The Effect of Parenting Style on Childhood Development: A Reading of The Glass Castle
Many people have varying opinions on parenting, usually motivated by deeply personal beliefs. These differing outlooks on raising children develops children themselves into different people with very specific values instilled in them by their parents. The impact of childhood on their development is undoubtedly substantial, but its complete effects are rarely understood; studies by Cornell and Louisiana State University established that parenting style can lead children towards certain characteristics and values later on in life (“The Influence of Parenting Styles on Children’s Cognitive Development”). The memoir The Glass Castle by Jeannette Walls recounts the story of Walls’s childhood and development under her parents. What makes her childhood unique is her upbringing in a poor family under her unusual parents that necessitated her gaining maturity much earlier than usual children. However, her parents still instilled in her a passion for learning and that combined with her maturity to enable her later success in life as a writer.
The reason that people are who they are is due in large part to the influence of their parents, and the style of their parenting. Jeannette Walls’s parents were extremely lax with their parenting, and she and her siblings were free to do as they wished for much of their childhood. This is first evident as Jeannette makes herself a hotdog, thereby causing herself to catch on fire. This freedom allows Lori, Jeannette, Brian, and Maureen to experience more independence as well as gain more responsibility for their actions. The children’s independence is displayed when Brian gets into a fight in Welch, but does not discuss the matter with his dad since he “didn’t want to sound like a whiner” (Walls, 140) since his parents had left him to be independent. Their father, Rex, once again emphasizes independence as he throws Jeannette into the water so that she knows “if you don’t want to sink you better learn how to swim” (Walls, 66). However, the maturity gained through the children’s freedom allows them to eventually realize the responsibility and childlike behavior of their parents as they begin to resent them and desire to move out.
A large reason for the permissive attitude of the parents was not only their selfish nature, but also the fact that they desired the best for their children. Although they were extremely poor, Walls’s parents always made sure that they had an adequate house to live in; they first lived in the trailer, then in Battle Mountain, the large house in Phoenix, Welsh, and with Rex’s parents in West Virginia. They also ensured that their children always received an education, as learning was of paramount importance to them. Rex’s involvement of the children in the design of his great Glass Castle, as well as how “after dinner the whole family stretched out on the benches and the floor of the depot and read, with the dictionary in the middle of the room so we kids could look up words we didn’t know” (Walls, 56), indicates the importance of knowledge and education to Jeannette’s parents. A parental emphasis on the importance of education allows Jeannette and her siblings to develop into bright, insightful young people who can take advantage of their eventual maturity to become successful individuals later on in life.
Another aspect of the parenting style of Jeannette’s parents was their belief that the way they lived and parented was the correct and proper way to raise a child, and they did not appreciate anyone else interfering in the development of their children. When Jeannette is taken to the hospital for her burns, her mom becomes resentful of the amenities the hospital provides, as well as the nurse giving her daughter gum; she says, “it was a disgusting low-class habit, and the nurse should have consulted her” (Walls, 12), as she is “your mother, and I should have a say in how you’re raised” (Walls, 12).
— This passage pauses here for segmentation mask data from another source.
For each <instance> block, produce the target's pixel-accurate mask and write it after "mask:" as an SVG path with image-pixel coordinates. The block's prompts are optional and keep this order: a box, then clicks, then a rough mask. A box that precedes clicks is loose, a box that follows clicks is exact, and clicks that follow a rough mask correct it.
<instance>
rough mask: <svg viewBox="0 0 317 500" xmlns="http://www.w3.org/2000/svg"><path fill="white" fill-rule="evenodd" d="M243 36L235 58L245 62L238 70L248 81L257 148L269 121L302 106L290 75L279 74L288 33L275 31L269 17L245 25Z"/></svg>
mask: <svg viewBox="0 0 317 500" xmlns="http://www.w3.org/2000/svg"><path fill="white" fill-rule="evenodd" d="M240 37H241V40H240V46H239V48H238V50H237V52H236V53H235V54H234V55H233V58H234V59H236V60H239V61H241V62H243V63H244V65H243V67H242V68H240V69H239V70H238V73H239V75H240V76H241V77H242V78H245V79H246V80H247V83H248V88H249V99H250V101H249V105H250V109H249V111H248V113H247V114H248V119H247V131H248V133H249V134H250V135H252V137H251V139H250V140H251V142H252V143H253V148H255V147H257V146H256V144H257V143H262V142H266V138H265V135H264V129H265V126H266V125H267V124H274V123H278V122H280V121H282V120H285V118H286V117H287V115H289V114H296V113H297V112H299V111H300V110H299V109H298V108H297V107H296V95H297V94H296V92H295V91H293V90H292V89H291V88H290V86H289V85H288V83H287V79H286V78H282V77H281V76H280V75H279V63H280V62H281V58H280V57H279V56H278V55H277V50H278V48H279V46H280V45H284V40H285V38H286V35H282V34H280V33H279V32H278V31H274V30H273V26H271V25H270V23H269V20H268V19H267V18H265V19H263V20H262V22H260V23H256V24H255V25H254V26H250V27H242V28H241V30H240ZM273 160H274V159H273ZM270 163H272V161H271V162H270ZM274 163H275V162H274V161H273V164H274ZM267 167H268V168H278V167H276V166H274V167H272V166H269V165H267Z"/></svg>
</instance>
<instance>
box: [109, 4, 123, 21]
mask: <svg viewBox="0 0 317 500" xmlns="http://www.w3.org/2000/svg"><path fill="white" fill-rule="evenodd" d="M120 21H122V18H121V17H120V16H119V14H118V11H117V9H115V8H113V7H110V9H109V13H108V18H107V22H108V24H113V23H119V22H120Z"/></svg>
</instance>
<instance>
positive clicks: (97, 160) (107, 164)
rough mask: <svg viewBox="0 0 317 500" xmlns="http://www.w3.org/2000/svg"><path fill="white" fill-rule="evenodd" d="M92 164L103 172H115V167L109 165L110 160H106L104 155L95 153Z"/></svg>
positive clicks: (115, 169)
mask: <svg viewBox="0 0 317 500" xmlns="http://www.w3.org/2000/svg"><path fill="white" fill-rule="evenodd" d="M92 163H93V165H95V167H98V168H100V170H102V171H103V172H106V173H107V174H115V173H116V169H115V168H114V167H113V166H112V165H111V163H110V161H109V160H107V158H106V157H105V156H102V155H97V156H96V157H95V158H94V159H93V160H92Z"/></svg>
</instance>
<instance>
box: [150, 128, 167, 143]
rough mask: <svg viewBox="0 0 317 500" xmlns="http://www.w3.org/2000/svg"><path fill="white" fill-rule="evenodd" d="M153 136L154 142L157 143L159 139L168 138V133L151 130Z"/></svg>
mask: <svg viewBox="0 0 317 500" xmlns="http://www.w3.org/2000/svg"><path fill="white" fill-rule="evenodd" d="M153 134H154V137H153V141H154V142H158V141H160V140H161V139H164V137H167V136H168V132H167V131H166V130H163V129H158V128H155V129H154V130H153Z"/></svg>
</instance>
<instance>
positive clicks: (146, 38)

This episode illustrates the Walls parents’ belief that the way they raise their children is faultless. They do not want their children to believe they are being raised in a family that cannot completely provide for them. Although they may have an unconventional parenting style, they are trying their best, and this effort develops Jeannette into a successful woman as she leaves her family for New York City.
The effect of parenting style on Jeannette Walls’s development is thorough, as it instills in her the values of independence and education, along with a maturity that develops her into a successful adult. Her unusual upbringing enabled her to see that she desired more from her life, and she pursued her aspirations to become a famous writer. While The Glass Castle presents one perspective on raising children, there are many other methods that contribute to different results in similarly successful people.